S1. miR-200c-deficiency induced biological effects in mammary epithelial cells. S2. Expression of EMT inducers and stemness genes in miR-200c KO or overexpressing cells. S3. miR-200c-deficiency induces Warburg effect in mammary epithelial cells. S4. The mitochondrial oxidative phosphorylation is elevated by miR-200c in basal-like breast cancer cells. S5. Cell growth of miR-200c KO cells is not affected by low-dosage 2DG pretreatment for two days. S6. 2-DG and NADH treatment enhance oxidative phosphorylation in miR-200c deficient MCF12A cells. S7. NADH treatment fails to affect EMT-phenotype in miR-200c-deficient MCF12A cells. S8. p53 hot-spot mutations induce Warburg effect in mammary epithelial cells. S9. Examples of metabolites affected by miR-200c KO or MTp53-R280K overexpression. S10. miR-200c deficiency leads to altered expression of metabolic genes in central metabolic pathway. S11. PCK2 expression is regulated by ZEB1 and BMI1 in miR-200c-KO or p53 mutated mammary epithelial cells and basal-like breast cancer cells. S12. Expressional correlation between PCK2, miR-200c, and miR-200c direct target ZEB1/ ZEB2 in breast cancer patients. S13. PCK2 expression shows a slight to moderate negative association with EMT and stemness markers in breast cancer patients. S14. Interference of PCK2 expression compromised miR-200c-exeted tumor suppressive effect on p53 mutated BLBC cells.
ARTICLE ABSTRACT
miR-200c is a tumor suppressor miRNA that plays a critical role in regulating epithelial phenotype and cancer stemness. p53 deficiency downregulates the expression of miR-200c and leads to epithelial-mesenchymal transition (EMT) and stemness phenotype, which contributes to the progression of breast cancers. In this study, we demonstrated that CRISPR-mediated knockout (KO) of miR-200c induces metabolic features similar to the metabolic rewiring caused by p53 hot-spot mutations, and that impairing this metabolic reprogramming interferes with miR-200c deficiency–induced stemness and transformation.
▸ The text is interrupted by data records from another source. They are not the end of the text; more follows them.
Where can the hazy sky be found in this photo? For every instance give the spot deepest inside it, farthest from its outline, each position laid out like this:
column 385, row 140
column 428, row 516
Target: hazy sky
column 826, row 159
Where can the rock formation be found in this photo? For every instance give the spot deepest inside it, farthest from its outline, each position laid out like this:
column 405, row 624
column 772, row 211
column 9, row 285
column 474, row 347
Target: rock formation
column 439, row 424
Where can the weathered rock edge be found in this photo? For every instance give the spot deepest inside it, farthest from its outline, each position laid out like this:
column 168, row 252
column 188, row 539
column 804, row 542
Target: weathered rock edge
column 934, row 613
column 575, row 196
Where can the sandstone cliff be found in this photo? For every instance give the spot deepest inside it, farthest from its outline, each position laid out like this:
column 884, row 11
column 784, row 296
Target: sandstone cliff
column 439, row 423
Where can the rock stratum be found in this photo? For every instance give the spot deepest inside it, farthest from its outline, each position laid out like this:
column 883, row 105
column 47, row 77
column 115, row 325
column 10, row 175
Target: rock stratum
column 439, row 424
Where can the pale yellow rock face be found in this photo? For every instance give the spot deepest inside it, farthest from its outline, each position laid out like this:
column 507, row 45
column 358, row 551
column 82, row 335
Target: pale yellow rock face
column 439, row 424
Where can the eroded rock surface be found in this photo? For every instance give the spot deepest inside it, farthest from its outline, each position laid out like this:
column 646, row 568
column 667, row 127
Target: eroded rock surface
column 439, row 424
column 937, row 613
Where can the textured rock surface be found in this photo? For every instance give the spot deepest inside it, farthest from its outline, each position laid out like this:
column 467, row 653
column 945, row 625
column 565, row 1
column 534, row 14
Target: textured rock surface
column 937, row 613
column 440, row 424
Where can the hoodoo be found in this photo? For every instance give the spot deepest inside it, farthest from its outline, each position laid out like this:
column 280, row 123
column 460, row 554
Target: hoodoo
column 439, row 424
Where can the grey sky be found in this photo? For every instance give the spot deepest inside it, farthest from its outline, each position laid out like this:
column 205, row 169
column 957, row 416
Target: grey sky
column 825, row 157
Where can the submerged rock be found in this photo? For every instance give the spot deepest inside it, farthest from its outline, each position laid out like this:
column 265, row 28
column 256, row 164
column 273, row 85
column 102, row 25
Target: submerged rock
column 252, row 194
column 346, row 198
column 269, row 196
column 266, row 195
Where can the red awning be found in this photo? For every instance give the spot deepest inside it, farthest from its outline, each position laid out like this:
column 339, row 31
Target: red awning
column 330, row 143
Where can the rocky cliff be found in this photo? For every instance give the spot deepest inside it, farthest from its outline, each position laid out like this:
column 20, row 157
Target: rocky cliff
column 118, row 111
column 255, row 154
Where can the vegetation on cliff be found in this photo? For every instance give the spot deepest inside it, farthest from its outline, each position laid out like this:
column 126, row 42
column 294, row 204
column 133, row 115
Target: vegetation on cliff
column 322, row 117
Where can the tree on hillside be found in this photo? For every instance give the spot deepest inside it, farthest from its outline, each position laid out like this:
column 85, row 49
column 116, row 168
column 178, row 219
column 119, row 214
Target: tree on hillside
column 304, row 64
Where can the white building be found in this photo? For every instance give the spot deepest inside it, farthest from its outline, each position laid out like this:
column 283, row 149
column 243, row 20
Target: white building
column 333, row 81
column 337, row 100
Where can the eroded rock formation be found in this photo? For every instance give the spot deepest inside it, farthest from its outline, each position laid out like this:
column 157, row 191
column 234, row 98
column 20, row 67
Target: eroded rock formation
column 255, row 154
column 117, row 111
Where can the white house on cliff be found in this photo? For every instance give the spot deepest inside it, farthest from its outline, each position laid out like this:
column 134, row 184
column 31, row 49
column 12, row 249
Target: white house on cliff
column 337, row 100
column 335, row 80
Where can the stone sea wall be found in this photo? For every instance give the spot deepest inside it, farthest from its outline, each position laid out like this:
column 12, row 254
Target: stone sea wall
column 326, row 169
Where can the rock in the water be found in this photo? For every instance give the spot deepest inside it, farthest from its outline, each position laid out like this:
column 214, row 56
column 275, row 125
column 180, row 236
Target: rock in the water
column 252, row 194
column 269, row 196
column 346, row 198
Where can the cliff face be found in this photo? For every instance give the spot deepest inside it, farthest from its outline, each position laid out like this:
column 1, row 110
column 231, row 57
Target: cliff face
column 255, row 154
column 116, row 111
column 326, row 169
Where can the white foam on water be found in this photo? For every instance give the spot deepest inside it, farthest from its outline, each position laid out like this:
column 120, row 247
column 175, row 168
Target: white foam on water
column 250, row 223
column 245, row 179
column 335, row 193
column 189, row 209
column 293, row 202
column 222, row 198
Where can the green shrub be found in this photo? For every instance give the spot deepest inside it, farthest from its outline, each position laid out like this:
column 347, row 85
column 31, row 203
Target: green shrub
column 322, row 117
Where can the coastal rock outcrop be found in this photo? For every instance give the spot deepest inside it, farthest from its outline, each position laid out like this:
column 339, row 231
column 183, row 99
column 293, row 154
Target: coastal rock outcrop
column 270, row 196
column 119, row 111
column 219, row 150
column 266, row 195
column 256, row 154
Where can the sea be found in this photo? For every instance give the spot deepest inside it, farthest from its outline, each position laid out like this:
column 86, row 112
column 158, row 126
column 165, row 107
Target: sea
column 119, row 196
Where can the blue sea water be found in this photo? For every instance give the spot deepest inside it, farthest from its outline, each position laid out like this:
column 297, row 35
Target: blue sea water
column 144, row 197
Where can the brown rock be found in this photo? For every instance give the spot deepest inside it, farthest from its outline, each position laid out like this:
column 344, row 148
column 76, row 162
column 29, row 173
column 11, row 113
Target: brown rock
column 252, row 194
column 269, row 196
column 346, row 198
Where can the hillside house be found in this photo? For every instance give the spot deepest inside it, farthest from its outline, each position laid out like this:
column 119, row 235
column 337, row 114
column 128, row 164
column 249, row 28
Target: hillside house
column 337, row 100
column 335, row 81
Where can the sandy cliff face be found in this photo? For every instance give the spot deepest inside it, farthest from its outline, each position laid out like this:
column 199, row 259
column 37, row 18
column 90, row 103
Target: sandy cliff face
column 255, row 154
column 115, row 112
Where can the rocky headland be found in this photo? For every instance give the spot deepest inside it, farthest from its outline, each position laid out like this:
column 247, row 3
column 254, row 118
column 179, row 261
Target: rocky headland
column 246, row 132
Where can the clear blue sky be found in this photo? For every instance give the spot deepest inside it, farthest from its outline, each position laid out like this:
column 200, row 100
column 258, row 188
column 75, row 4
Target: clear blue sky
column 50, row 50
Moreover, restoring miR-200c expression compromised EMT, stem-cell properties, and the Warburg effect caused by p53 mutations, suggesting that mutant p53 (MTp53) induces EMT-associated phenotypes and metabolic reprogramming by downregulating miR-200c. Mechanistically, decreased expression of PCK2 was observed in miR-200c– and p53-deficient mammary epithelial cells, and forced expression of miR-200c restored PCK2 in p53 mutant–expressing cells. Reduced PCK2 expression not only led to attenuated oxidative phosphorylation (OXPHOS) and increased stemness in normal mammary epithelial cells but also compromised the enhanced OXPHOS and suppression of cancer stemness exerted by miR-200c in p53 mutation–bearing basal-like breast cancer (BLBC) cells. Clinically, PCK2 expression is negatively associated with EMT markers and is downregulated in basal-like subtype and cases with low miR-200c expression or p53 mutation. Notably, low expression of PCK2 is associated with poor overall survival (OS) in patients with breast cancer.
Together, our results suggest that p53 and miR-200c regulate OXPHOS and stem/cancer stemness through PCK2, and loss of the p53–miR-200c–PCK2 axis might provide metabolic advantages that facilitate cancer stemness, leading to the progression of BLBCs.